Is lithium even the most problematic raw material the batteries need in high volume?

I thought the actual problematic ingredient was in the anode/cathode, not the electrolyte, Cobalt rings a bell.

Edit:

"Lithium is one of the most common elements in the universe, we've got lithium pretty much everywhere" ... "you could get lithium from sea water" ... "it's called lithium ion but that's like the salt in the salad, do you like salt in your salad? sure, but it's not made of salt" - elon musk on jre #1609

That's a really silly take. It's like asking why nitrogen is such a limiting growth factor in almost every plant despite being so common in the air.

We're a long ways off from being able to harvest lithium from, e.g., saltwater in a way that doesn't require more energy put into it the energy that's saved by the technologies made with the mineral. There's only a few places where it makes even economic sense to mine lithium and the environmental effects are pretty devastating. Chemicals like hydrochloric acid nearly always contaminate nearby groundwater used by people and more-than-humans alike. Even in Australia where it's mined with more traditional methods from a rock, toxic chemicals are still required to process it into a usable form

The impression I have is that since lithium is everywhere, this is just a matter of the extraction industries scaling up and maturing for that specific mineral. There will be a lot of players, the price is destined to plummet as long as it continues being the mass-market electrolyte of choice.

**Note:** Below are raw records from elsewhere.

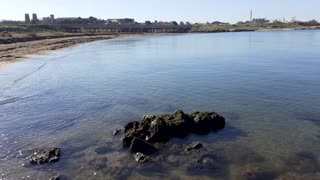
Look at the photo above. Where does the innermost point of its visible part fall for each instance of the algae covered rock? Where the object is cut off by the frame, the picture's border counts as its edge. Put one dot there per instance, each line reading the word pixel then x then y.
pixel 139 145
pixel 161 128
pixel 47 156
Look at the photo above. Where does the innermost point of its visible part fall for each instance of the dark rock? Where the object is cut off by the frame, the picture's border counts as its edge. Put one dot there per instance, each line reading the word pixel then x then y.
pixel 205 122
pixel 47 156
pixel 251 172
pixel 139 145
pixel 208 163
pixel 196 146
pixel 141 158
pixel 161 128
pixel 116 132
pixel 56 177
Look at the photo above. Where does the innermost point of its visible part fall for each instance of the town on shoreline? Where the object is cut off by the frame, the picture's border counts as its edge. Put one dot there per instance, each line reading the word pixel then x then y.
pixel 33 36
pixel 50 27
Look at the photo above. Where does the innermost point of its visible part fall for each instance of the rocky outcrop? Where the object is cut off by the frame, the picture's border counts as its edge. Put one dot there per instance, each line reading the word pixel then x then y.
pixel 154 128
pixel 47 156
pixel 196 146
pixel 141 158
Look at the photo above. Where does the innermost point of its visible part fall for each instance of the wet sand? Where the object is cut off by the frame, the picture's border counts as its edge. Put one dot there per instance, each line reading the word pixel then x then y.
pixel 10 53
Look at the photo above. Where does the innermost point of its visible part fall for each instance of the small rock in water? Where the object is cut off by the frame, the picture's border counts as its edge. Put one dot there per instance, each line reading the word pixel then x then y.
pixel 208 162
pixel 139 145
pixel 56 177
pixel 196 146
pixel 116 132
pixel 161 128
pixel 139 157
pixel 47 156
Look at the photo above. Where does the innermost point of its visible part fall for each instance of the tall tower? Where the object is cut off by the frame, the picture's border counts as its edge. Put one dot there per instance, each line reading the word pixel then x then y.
pixel 27 18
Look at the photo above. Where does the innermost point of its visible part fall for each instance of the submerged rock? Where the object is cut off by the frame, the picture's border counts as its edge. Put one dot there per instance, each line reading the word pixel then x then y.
pixel 47 156
pixel 139 145
pixel 196 146
pixel 141 158
pixel 56 177
pixel 116 132
pixel 161 128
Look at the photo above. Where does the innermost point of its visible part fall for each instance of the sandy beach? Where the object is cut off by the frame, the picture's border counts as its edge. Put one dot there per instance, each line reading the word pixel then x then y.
pixel 10 53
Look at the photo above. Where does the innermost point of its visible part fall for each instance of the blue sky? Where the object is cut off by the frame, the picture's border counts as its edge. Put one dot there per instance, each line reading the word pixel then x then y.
pixel 165 10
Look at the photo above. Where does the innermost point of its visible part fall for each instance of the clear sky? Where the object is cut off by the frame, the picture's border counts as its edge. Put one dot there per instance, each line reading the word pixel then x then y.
pixel 164 10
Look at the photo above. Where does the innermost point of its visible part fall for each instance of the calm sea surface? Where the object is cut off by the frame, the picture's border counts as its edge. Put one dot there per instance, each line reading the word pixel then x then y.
pixel 266 85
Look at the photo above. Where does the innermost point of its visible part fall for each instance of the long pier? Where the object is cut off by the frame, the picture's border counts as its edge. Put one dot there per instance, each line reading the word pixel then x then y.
pixel 126 28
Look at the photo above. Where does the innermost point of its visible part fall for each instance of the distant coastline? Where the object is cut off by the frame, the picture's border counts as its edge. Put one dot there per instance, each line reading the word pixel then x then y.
pixel 24 47
pixel 14 52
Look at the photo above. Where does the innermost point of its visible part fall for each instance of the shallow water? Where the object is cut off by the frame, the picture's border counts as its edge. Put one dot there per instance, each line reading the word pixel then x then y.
pixel 266 84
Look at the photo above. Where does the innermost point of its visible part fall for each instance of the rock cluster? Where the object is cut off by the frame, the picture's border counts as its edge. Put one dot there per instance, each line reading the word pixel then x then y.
pixel 47 156
pixel 140 135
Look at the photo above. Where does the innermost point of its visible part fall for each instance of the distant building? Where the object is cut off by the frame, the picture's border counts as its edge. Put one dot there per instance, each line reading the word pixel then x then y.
pixel 27 18
pixel 35 18
pixel 66 19
pixel 219 23
pixel 121 21
pixel 48 20
pixel 260 20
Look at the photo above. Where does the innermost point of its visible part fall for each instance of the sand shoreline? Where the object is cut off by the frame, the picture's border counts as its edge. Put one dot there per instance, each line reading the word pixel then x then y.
pixel 11 53
pixel 15 52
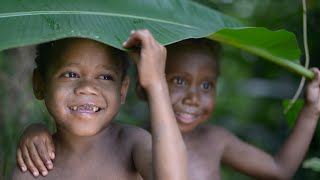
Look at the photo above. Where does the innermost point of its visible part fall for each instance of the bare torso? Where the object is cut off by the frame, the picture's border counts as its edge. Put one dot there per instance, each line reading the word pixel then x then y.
pixel 109 159
pixel 205 150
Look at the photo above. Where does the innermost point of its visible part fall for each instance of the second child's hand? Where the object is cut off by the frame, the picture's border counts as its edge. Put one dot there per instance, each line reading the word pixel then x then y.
pixel 167 142
pixel 143 47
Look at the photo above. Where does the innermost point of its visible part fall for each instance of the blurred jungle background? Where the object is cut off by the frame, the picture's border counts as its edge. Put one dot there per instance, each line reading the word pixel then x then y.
pixel 250 90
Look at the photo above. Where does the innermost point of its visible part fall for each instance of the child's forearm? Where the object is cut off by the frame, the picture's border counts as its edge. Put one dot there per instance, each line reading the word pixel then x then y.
pixel 293 151
pixel 167 142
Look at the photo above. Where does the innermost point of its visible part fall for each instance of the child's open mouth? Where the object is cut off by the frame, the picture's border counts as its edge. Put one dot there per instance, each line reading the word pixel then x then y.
pixel 85 108
pixel 186 117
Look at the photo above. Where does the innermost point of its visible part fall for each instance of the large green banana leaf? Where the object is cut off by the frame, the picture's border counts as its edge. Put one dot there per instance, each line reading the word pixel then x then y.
pixel 25 22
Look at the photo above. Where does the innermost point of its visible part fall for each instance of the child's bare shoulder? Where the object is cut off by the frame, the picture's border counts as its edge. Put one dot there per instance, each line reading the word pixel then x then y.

Unlike with something like a rare earth metal, which no amount of extraction optimization can put within your borders if your continent is geologically unlucky.

Cobalt isn't used any more in mass-market, cheap EVs. Carmakers have begun to switch to lithium iron phosphate rather than lithium nickel manganese cobalt oxides.
Yes but this is more of a corner being cut. LFP batteries have lower energy densities and lower operating voltage. Also it's being spearheaded by only a handful of companies. Tesla and BYD alone account for 68% of LFP battery usage
That's not a corner being cut. I said it's being targeted at mass-market cheap EVs. It's just market differentiation. People who don't want to pay for "long range" EVs get cheaper batteries; what's wrong with that?
Fair enough. My point is that it's still an untested technology. Tesla drivers are reporting stuff like as much as 10% less range due to these batteries
It's old, pretty well tested technology with a much better lifespan and lower deterioration in capacity over time than normal lithium ion - it was just a little niche until recently because it had lower energy density than more common lithium ion technologies and was more expensive than lead acid. Mostly got used in electric buses and stationary (or sometimes boat) applications before, I think.
Tha does not sound like a bad trade-off at all, actually. :)
is anyone extracting commercially significant volumes of minerals from the Salton Sea yet?
Looks like 2024, at the earliest.[0] The relative speed to production is largely due to the fact that they're just refining the waste stream from already established geothermal power plants. As the old saying goes, "one power plant's trash is another refiner's treasure".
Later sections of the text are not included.